Saving Unicode or ANSI text document
Saving a Unicode text file goes like this:
_TCHAR bom = (_TCHAR)0xFEFF;
CFile* pFile = new CFile();
pFile->Open( strFile, CFile::modeCreate | CFile::modeWrite );
pFile->Write( &bom, sizeof(_TCHAR) );
pFile->Write( LPCTSTR(strText), strText.GetLength()*sizeof(_TCHAR) );
pFile->Close();
If you would like to save the file as ANSI, do the following:
CStdioFile* pStdioFile = new CStdioFile();
pStdioFile->Open( strFile, CFile::modeCreate | CFile::modeWrite );
pStdioFile->WriteString( strText );
pStdioFile->Close();
What to do with loaded text?
You can use this CString
object further in your source, like: display it on the screen (you will see the exact characters you typed, like in MSWord application). To do this, use simple TextOut
method of CDC
class to pass CString
object and also the number of characters (that is the length of the string). But, do know that you won't see correct result on the screen if you use just any type of the font you have on your system. Used font must have table mappings for the selected Unicode character set.

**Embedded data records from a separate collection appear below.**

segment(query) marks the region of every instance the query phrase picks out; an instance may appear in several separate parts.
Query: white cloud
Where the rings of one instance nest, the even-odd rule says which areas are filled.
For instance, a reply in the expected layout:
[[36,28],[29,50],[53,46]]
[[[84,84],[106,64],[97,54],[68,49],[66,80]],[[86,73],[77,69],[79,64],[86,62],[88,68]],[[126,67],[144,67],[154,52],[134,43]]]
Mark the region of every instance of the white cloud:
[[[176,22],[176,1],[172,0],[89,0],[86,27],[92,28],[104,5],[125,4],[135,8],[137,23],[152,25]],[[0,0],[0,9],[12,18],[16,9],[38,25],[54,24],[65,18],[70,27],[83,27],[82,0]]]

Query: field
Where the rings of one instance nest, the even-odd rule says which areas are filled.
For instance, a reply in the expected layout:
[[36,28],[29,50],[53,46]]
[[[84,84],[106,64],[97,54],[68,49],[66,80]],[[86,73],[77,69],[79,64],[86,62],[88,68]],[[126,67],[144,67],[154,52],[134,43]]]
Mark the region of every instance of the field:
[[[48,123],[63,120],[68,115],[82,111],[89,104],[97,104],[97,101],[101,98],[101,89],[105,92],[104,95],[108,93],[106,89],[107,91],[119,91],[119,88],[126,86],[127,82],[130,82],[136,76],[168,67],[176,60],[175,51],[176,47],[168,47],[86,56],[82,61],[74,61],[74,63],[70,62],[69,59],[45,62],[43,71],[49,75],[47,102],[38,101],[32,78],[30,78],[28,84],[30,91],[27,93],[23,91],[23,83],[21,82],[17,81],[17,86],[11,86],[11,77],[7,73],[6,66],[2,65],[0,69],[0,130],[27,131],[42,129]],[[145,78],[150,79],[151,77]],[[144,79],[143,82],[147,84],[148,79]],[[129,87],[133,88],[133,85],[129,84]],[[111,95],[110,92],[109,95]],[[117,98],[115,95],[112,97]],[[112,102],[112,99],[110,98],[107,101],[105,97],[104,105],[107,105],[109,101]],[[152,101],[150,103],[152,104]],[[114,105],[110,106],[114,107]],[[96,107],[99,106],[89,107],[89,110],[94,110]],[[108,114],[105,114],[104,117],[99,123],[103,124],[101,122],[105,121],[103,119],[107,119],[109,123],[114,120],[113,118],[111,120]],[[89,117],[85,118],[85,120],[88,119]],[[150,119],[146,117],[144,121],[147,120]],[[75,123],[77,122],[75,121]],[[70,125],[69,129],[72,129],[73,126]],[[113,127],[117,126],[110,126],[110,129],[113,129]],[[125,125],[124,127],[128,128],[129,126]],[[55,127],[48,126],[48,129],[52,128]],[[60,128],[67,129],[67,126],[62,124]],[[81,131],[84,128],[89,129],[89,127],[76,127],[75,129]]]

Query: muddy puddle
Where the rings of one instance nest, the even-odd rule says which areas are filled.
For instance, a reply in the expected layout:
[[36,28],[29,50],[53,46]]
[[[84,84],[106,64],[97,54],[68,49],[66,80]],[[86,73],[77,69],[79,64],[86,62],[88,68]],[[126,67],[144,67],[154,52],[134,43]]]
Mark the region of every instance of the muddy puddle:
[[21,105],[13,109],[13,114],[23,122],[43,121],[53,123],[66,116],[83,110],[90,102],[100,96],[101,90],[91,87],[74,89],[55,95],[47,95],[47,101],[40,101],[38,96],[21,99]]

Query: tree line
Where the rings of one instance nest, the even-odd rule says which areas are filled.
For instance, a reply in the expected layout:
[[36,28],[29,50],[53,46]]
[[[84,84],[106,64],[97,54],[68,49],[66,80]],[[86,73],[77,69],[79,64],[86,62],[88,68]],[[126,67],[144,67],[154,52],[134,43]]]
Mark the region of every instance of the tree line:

This is how would I do it in OnDraw
method:
CFont font;
font.CreateFont( 15, 8, 0, 0, FW_BOLD, FALSE, FALSE, FALSE, DEFAULT_CHARSET,
OUT_DEFAULT_PRECIS, CLIP_DEFAULT_PRECIS, DEFAULT_QUALITY,
DEFAULT_PITCH | FF_DONTCARE, _T("Times New Roman") );
CFont* pOldFont = pDC->SelectObject( &font );
pDC->TextOut( 100, 100, strText, strText.GetLength() );
pDC->SelectObject( pOldFont );
font.DeleteObject();
Points of Interest
While I was analyzing bytes from text documents written in Notepad, I found out that there is difference between Unicode, Unicode BIG ENDIAN, and UTF-8 encoding, but solution for simple and universal text document reader/writer might be close from this point.